For the first time since its adoption in 2021, the European Union’s AI Act is being enforced. On February 27 2026, regulators announced that investigations are underway and penalties—up to 7% of a company’s global annual revenue—will be imposed for serious breaches.
What’s Now Enforceable
The Act has been rolled out in phases. Early 2026 marks the point at which the following provisions are active:
- Banned practices: social scoring, real‑time biometric surveillance (with limited exceptions) and AI that exploits vulnerable groups are prohibited.

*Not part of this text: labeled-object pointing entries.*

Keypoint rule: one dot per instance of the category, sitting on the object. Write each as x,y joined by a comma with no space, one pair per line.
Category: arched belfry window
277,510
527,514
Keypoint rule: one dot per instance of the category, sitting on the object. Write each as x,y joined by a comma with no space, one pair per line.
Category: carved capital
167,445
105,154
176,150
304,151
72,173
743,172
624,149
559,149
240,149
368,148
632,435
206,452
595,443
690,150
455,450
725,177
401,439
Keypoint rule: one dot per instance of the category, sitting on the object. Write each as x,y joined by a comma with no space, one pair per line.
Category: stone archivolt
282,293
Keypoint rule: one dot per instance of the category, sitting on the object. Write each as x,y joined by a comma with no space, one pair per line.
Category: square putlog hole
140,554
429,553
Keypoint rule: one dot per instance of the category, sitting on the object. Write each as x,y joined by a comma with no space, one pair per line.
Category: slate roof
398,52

- Transparency obligations: any system that interacts with people must disclose it is AI. Deepfake content has to be labelled, and chatbots must identify themselves as non‑human.
- High‑risk system requirements: AI used in hiring, credit scoring, law enforcement or critical infrastructure must satisfy strict documentation, testing and human‑in‑the‑loop oversight.
The First Investigations
Regulators have opened their inaugural formal investigations. While no companies have been named publicly yet, industry analysts suggest the focus will be on:
- Generative AI transparency – whether chat‑bot providers disclose AI interactions adequately.
- Training data compliance – documentation of data used to train foundation models.
- High‑risk classification – conformity assessments for AI in recruitment and lending.
"The pattern follows the GDPR playbook: start with high‑profile investigations to establish precedent and signal seriousness," notes Michael Ouroumis, a senior analyst at AIWire.
These steps mark a pivotal shift in how the EU will regulate artificial intelligence, setting a global benchmark for compliance and enforcement.